Another resident, Holly Turnbull, lives across the highway from the proposed greenhouse where she farms an orchard with 400 trees.
"I'm very concerned that this will kill my project before it even begins," said Turnbull, who is worried about the impact of lights on her own produce, as well as noise and the visual impact of a 40-acre growing facility across the road.
"These are not your run of the mill operations, this a huge operation that will eliminate our view. Right now, our view is beautiful, and my mind can't even fathom how big this is going to be," Turnbull said.
"It doesn't belong in the middle of 156 country residential acreages and farms," she added.
Turnbull is also concerned about an increase in traffic and large trucks coming and going.
"It's not safe, it's not the right location and it's irresponsible for it to be approved," she said.
Chloe Veurink, manager at Ruben's Veggies and a member of the family that owns the company, says they are taking several measures to keep any light pollution to a minimum.
"We are using blackout curtains that will black out 80 per cent of light at all times," said Veurink, who adds they will also build a berm to block the greenhouse from view.
"You only need to open the blackout curtains to release heat and humidity from the greenhouse.
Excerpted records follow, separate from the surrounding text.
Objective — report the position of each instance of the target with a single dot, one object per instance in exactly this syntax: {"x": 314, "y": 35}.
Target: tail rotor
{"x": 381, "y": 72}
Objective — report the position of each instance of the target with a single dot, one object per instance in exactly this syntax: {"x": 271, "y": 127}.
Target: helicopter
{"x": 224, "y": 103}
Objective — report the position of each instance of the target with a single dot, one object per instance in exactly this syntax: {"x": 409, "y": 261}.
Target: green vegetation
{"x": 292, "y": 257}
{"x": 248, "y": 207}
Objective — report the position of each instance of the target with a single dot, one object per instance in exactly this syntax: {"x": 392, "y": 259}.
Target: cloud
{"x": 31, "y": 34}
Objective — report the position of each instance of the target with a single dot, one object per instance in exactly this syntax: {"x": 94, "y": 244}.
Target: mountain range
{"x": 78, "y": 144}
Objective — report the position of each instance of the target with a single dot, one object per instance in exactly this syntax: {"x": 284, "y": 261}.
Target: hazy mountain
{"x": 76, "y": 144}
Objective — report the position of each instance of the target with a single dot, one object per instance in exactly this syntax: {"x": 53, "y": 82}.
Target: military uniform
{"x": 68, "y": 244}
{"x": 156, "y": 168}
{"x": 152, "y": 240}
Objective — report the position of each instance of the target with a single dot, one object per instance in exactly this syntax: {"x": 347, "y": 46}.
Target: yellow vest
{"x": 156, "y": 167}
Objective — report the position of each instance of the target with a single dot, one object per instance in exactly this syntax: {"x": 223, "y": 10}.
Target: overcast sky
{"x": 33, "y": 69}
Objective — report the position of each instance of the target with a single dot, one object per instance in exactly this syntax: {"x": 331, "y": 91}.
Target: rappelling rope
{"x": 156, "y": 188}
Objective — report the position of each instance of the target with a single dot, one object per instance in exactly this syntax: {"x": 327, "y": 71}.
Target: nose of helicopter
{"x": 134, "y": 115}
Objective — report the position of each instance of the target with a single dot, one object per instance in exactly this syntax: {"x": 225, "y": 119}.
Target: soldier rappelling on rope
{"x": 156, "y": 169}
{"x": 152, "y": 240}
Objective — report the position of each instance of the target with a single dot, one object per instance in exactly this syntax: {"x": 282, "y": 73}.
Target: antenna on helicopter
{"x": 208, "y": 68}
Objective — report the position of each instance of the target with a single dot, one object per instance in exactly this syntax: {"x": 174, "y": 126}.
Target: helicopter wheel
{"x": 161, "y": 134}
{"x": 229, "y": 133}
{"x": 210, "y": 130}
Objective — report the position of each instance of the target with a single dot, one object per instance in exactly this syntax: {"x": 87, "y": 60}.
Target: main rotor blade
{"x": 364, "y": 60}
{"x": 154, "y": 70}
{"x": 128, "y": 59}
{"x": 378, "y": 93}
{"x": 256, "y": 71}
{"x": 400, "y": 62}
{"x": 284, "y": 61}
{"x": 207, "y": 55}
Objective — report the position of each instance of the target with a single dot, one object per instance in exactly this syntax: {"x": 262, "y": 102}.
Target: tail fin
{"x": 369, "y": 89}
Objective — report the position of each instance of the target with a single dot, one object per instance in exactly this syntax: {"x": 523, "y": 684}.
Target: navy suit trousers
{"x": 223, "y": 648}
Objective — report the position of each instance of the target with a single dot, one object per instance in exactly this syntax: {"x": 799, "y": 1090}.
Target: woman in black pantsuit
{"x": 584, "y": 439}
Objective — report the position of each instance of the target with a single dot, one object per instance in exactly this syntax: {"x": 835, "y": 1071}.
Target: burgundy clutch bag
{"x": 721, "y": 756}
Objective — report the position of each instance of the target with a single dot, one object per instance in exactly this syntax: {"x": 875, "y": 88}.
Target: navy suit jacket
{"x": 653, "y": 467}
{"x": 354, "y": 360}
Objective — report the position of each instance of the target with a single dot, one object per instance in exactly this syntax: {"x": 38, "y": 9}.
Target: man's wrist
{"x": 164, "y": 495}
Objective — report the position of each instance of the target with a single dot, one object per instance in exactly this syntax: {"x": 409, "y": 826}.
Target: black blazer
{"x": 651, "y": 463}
So as long as the heat and humidity doesn't build up too much, you can keep those closed," she said.
Veurink says it would be the first artificially lit greenhouse built and operated by the company.
She says they would start with a 10-acre (4-hectare) site with the option to expand to a full 40 acres later.
The 50 homeowners opposed to the development were denied the opportunity to present written submissions to Cypress County in person at a meeting held last week, due to COVID-19 restrictions.
Instead, a lengthy online public hearing to amend its land use bylaw took place, with written impact statements read out loud by a county official.
The land-use change was approved in a 5-4 vote. It means the land will be rezoned to include greenhouse developments, leaving the door open for Ruben's Veggies to move forward with its development.
Those opposed say not getting the chance to read their own statements aloud and in person meant officials didn't get to witness the emotions at play, denying them the chance to share their feelings and concerns.
"I spoke to numerous people who were in tears listening to the results of the council meeting," said Marshal.
"They don't have to look you in the eye and see the real impact, mentally and emotionally," Marshal said, speaking about the decision.
One of the neighbours opposed to the project is now exploring legal options available to residents looking to challenge the zoning change.
"We're not against greenhouse development and we want the county to grow," said Craig Elder.
"But we question why a development like this is being approved in such close proximity to so many residences," said Elder.
Elder says he's hired a lawyer to help residents explore their options around a possible challenge to the decision.
The next step in the process would be for Ruben's Veggies to apply to Cypress County for a development permit.
The company says it plans to do that as soon as possible.